Lewin ha portato in vita questa storia originale con un cast di grandi talenti che incarnano personaggi inediti sul grande schermo: John Hawkes interpreta O’Brien, Helen Hunt è Cheryl Cohen-Greene e William H. Macy è il prete che sussurra nell’orecchio di Mark la sua benedizione prima che questi inizi ad assaporare i piaceri della vita. Il film è stato presentato al Sundance Film Festival, dove si è aggiudicato l’ambito Premio del Pubblico e della Giuria per l’intero cast.

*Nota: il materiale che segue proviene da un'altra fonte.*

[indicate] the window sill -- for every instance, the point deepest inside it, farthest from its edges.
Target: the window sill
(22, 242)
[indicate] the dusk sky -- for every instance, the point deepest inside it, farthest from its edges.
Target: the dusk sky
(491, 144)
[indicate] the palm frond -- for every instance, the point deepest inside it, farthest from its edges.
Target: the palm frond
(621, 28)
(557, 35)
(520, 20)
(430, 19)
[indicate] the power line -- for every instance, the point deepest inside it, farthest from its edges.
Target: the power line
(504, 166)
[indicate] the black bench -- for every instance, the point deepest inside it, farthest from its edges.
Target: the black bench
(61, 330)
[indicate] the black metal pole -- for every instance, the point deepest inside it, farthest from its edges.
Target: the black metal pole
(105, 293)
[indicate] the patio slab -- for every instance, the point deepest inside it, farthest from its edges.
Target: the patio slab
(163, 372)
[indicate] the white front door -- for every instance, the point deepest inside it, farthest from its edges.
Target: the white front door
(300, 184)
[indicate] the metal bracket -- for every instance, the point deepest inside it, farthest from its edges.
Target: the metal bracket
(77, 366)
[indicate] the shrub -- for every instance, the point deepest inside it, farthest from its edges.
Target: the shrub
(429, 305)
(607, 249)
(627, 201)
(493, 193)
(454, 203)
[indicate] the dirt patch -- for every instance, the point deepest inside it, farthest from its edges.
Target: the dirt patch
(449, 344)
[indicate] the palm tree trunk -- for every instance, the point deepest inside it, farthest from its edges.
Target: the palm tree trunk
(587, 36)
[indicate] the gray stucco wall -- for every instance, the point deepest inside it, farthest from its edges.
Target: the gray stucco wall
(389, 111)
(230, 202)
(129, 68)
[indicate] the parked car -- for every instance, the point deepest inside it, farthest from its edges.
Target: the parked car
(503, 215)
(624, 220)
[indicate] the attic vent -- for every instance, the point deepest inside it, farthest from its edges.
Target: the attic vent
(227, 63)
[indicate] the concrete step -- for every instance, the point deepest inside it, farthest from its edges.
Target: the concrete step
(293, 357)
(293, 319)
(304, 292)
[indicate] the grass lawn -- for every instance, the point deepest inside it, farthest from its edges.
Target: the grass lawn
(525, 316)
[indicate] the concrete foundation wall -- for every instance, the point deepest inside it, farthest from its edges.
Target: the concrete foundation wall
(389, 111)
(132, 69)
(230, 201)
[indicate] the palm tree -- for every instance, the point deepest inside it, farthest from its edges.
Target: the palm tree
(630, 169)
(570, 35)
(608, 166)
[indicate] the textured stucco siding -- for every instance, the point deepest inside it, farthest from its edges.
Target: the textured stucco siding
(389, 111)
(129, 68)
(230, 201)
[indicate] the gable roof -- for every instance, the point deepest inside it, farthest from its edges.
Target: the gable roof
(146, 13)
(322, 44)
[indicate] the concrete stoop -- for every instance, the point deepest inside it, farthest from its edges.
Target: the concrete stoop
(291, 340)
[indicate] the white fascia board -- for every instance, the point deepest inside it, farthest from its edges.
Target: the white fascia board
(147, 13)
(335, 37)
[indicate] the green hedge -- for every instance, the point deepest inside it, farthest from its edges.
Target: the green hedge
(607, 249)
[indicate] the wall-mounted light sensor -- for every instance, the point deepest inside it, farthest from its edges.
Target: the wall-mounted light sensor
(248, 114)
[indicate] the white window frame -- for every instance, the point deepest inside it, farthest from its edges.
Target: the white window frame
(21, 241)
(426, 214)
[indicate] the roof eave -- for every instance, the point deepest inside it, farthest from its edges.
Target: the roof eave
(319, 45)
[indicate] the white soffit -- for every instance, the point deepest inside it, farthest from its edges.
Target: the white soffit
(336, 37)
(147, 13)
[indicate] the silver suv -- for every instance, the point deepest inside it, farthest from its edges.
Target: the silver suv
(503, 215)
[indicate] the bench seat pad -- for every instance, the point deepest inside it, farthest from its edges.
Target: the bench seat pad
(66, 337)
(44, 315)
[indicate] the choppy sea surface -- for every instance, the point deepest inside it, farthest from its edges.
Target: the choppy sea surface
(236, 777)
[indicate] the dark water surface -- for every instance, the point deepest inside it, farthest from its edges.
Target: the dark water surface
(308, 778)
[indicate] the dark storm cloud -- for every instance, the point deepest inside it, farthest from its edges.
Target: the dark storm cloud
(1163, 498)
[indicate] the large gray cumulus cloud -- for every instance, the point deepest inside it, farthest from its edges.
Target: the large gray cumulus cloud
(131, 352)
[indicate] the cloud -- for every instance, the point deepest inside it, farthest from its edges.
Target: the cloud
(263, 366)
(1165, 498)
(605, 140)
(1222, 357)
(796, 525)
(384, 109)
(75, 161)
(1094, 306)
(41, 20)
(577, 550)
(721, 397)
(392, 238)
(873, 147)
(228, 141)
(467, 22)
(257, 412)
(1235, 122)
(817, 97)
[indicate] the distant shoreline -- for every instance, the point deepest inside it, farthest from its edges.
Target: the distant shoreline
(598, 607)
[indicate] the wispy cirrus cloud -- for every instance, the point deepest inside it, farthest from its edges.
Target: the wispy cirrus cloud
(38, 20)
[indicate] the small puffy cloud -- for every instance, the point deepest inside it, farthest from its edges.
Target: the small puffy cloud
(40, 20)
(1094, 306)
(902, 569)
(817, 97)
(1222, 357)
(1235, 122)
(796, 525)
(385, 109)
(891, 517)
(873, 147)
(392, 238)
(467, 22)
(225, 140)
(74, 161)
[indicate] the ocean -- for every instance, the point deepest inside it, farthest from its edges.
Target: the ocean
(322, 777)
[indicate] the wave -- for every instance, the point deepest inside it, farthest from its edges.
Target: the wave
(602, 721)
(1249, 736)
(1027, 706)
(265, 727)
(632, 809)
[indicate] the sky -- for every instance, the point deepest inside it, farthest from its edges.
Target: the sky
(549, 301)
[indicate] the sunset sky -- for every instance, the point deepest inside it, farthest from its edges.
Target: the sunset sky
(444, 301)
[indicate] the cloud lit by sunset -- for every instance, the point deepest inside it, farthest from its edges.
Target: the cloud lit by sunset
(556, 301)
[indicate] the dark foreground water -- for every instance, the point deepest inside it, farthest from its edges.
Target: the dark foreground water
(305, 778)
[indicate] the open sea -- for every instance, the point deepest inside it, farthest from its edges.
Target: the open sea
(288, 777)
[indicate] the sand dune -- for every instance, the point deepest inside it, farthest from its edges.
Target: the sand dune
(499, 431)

Ben Lewin dice di aver sempre considerato THE SESSIONS una storia d’amore, sebbene di un genere diverso, che finora non era ancora stato visto dalla maggior parte del pubblico. “Questo film non segue la traccia tipica delle storie d’amore”, conferma il regista. “Ma ho cercato di trasmettere in quest’opera cinematografica tutta la forza e l’autenticità con cui Mark aveva scritto il suo libro. La sua storia è senza dubbio totalmente e genuinamente inedita”.
L’esperienza personale di Lewin con la polio gli ha dato una prospettiva autentica e la sua priorità era portare la voce lirica e affilata come un rasoio di O’Brien sul grande schermo. “Anche se non me lo ricordo, anche io sono stato in un polmone d’acciaio quando ho contratto la poliomelite”, spiega lo scrittore-regista. “Gradualmente ho recuperato l’uso della parte superiore del corpo e degli arti inferiori. Credo che il percorso emotivo di Mark sia stata un’esperienza unica e allo stesso tempo condivisibile da tanti altri”.

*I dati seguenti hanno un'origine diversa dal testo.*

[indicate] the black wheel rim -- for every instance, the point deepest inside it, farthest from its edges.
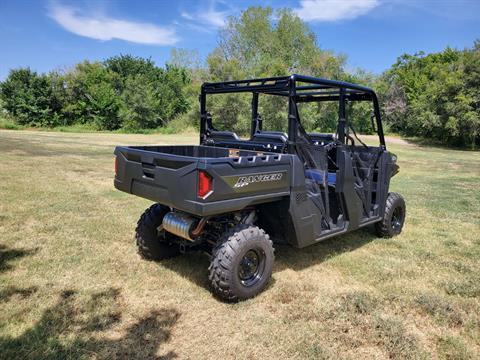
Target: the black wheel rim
(397, 219)
(251, 267)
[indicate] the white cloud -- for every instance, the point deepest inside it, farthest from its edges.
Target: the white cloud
(102, 27)
(333, 10)
(209, 16)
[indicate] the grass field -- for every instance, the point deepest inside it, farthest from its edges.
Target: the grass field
(72, 286)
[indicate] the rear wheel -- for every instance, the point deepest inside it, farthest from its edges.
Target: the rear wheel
(153, 244)
(393, 218)
(242, 263)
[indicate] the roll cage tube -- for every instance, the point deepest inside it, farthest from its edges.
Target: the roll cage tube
(317, 90)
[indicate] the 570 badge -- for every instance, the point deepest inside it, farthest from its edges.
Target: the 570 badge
(255, 182)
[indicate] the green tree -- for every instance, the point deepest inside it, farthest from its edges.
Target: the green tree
(435, 96)
(92, 98)
(259, 43)
(32, 99)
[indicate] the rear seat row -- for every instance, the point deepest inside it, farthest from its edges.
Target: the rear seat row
(269, 137)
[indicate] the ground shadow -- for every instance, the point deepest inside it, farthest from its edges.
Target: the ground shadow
(8, 255)
(12, 292)
(194, 266)
(71, 329)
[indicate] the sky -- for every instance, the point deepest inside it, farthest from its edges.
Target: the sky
(56, 34)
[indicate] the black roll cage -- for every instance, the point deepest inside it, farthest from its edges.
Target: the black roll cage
(299, 89)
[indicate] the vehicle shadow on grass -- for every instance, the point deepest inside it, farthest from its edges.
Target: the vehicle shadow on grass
(194, 266)
(72, 328)
(8, 255)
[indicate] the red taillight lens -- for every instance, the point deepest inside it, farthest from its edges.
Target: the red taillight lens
(204, 184)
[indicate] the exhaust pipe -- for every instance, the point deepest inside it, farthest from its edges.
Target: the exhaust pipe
(183, 225)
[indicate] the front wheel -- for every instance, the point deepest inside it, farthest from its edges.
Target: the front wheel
(393, 218)
(242, 263)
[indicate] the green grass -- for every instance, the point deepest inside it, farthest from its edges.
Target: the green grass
(72, 286)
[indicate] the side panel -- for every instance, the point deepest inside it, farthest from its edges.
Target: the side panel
(172, 180)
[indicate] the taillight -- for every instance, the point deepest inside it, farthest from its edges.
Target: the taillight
(204, 184)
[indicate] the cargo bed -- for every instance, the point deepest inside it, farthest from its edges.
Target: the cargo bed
(169, 175)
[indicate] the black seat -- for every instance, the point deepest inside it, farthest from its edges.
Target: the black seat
(321, 139)
(270, 137)
(223, 136)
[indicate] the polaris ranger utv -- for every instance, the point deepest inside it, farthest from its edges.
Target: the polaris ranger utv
(234, 198)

Dato che O’Brien è venuto a mancare nel 1999, all’età di 49 anni, Lewin si è affidato ai suoi scritti, alle interviste da lui rilasciate e all’ultima compagna di O’Brien, Susan Fernbach, da lui incontrata dopo Cheryl Cohen-Greene. Insieme hanno tracciato il ritratto ricco e veritiero di un uomo noto per la sua mordace onestà e la sua pungente auto-ironia.
“Susan è stata la mia “finestra” principale sul mondo di Mark, una sorta di anima gemella che mi ha aiutato a concepire il copione e a girare il film”, spiega Lewin. “Mi ha fatto capire la personalità di Mark raccontandomi alcuni episodi divertenti o strazianti della sua vita. Momenti veri, come quello del gatto che gli passava accanto sfiorandogli il naso e provocandogli un insopportabile prurito. Cheryl ha addirittura portato uno specchio durante una delle famose sessioni affinchè Mark potesse rendersi conto del suo corpo. Anche l’episodio del black-out nel polmone d’acciaio è assolutamente autentico. Sembrano creati a scopi drammatici ma non è così. L’unica cosa importante era inserirli nel modo migliore nella storia”.

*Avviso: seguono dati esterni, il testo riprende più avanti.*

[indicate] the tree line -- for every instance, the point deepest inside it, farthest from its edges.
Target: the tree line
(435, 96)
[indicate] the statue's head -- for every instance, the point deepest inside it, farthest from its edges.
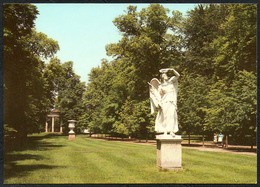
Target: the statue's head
(164, 76)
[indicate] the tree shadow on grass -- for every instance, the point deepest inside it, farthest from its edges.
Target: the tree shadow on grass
(12, 167)
(14, 170)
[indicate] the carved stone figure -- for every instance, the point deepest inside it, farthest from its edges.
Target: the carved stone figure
(163, 96)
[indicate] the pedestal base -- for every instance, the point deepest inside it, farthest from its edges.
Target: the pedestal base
(169, 154)
(72, 136)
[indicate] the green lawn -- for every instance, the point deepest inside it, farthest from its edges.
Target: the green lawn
(49, 159)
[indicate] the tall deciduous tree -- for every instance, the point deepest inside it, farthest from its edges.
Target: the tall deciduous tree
(24, 99)
(65, 89)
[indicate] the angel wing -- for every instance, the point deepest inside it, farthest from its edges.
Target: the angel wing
(155, 97)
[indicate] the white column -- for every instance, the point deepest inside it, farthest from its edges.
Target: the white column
(46, 126)
(52, 124)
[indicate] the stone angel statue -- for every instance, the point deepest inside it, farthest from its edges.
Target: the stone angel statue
(163, 96)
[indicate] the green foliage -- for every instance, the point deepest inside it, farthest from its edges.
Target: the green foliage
(191, 101)
(213, 48)
(25, 102)
(236, 45)
(65, 91)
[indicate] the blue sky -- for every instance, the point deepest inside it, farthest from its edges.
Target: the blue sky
(83, 30)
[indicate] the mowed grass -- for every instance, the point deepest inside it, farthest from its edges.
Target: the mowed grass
(49, 159)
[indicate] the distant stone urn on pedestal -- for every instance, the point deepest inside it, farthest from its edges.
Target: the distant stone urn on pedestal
(72, 135)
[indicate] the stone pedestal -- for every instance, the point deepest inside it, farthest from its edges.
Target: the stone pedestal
(72, 135)
(169, 153)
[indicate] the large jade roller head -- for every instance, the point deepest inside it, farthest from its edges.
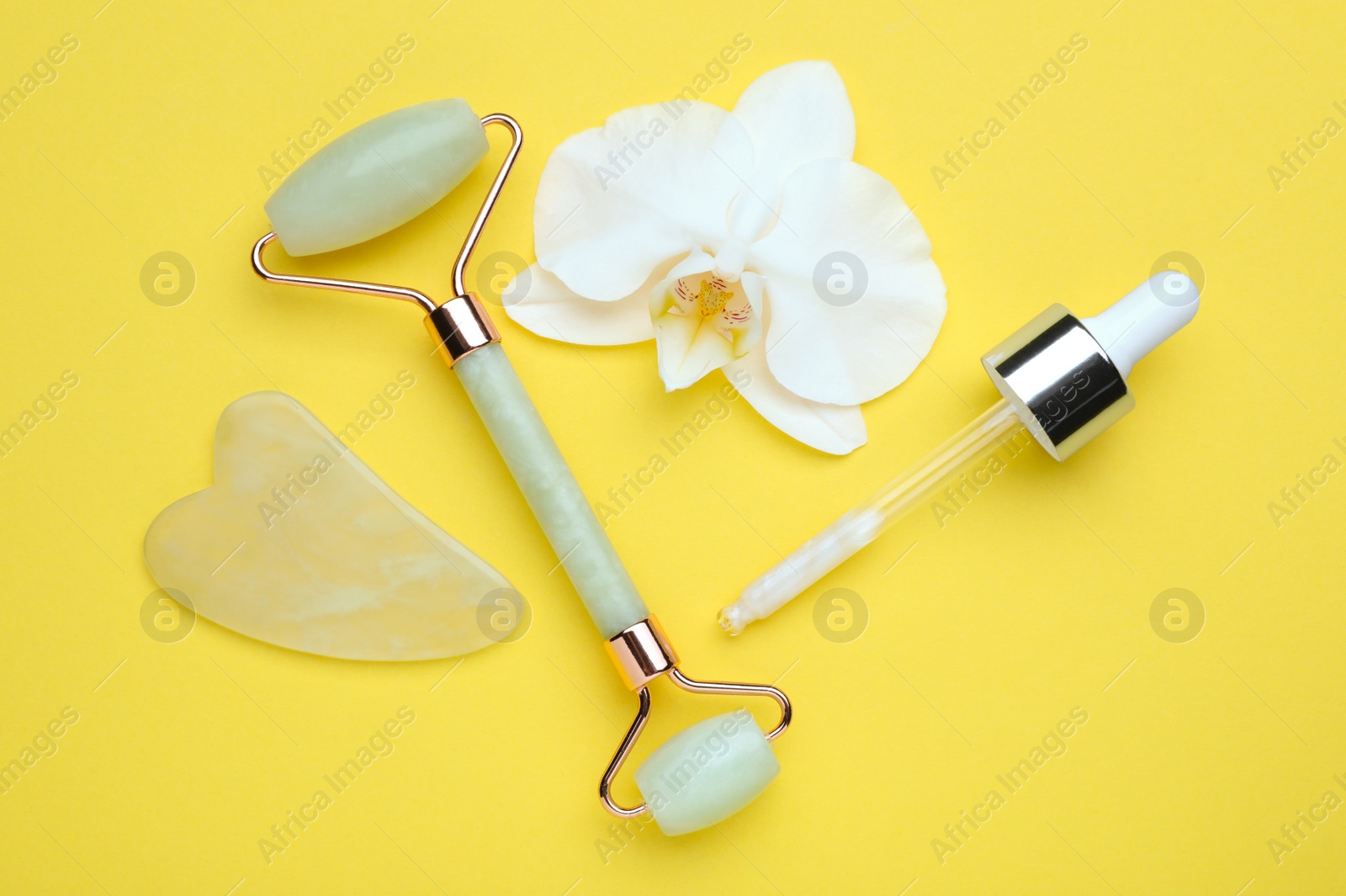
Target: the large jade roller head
(377, 178)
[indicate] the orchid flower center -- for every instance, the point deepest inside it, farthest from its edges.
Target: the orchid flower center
(717, 301)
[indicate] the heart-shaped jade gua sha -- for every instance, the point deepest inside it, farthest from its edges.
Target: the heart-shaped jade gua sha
(299, 543)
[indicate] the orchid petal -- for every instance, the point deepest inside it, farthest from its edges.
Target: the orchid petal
(617, 201)
(855, 298)
(794, 114)
(836, 429)
(549, 308)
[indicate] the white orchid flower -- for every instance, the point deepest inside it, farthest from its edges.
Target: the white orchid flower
(745, 241)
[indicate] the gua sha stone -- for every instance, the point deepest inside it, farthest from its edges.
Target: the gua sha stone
(377, 177)
(299, 543)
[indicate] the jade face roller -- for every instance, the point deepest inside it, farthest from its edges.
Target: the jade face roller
(381, 175)
(1061, 377)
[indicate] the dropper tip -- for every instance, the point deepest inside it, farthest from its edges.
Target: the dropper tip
(734, 619)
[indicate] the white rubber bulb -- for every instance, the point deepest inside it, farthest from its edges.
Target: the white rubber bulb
(707, 772)
(1142, 319)
(377, 177)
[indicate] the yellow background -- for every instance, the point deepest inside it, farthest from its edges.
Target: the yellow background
(1030, 603)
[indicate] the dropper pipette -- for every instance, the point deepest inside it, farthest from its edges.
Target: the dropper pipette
(1061, 377)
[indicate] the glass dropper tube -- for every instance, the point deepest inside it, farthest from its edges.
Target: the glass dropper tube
(861, 525)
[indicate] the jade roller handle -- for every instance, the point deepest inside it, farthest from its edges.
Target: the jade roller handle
(551, 490)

Mentre scriveva il copione, Lewin ha inoltre conosciuto Cheryl Cohen-Greene, la donna che ha conosciuto O’Brien e ha imparato a stimarlo, accompagnandolo nel territorio inesplorato delle famose sessioni: Cohen-Greene è stata aperta e diretta con lo scrittore/regista. Racconta Lewin: “Il primo meeting con Cheryl è stato cruciale. Ad un certo punto mi ha chiesto se poteva consultare i suoi appunti. Rimasi sorpreso: erano gli appunti di un’operatrice del sesso. Per la prima volta ho capito che persona affascinante fosse”.
Continua: “Cheryl mi ha veramente aiutato a trasformare il film da una semplice biografia ad una storia che parla di rapporti umani. La sua versione è stata preziosa perché è il resoconto di un viaggio che coinvolge due persone”.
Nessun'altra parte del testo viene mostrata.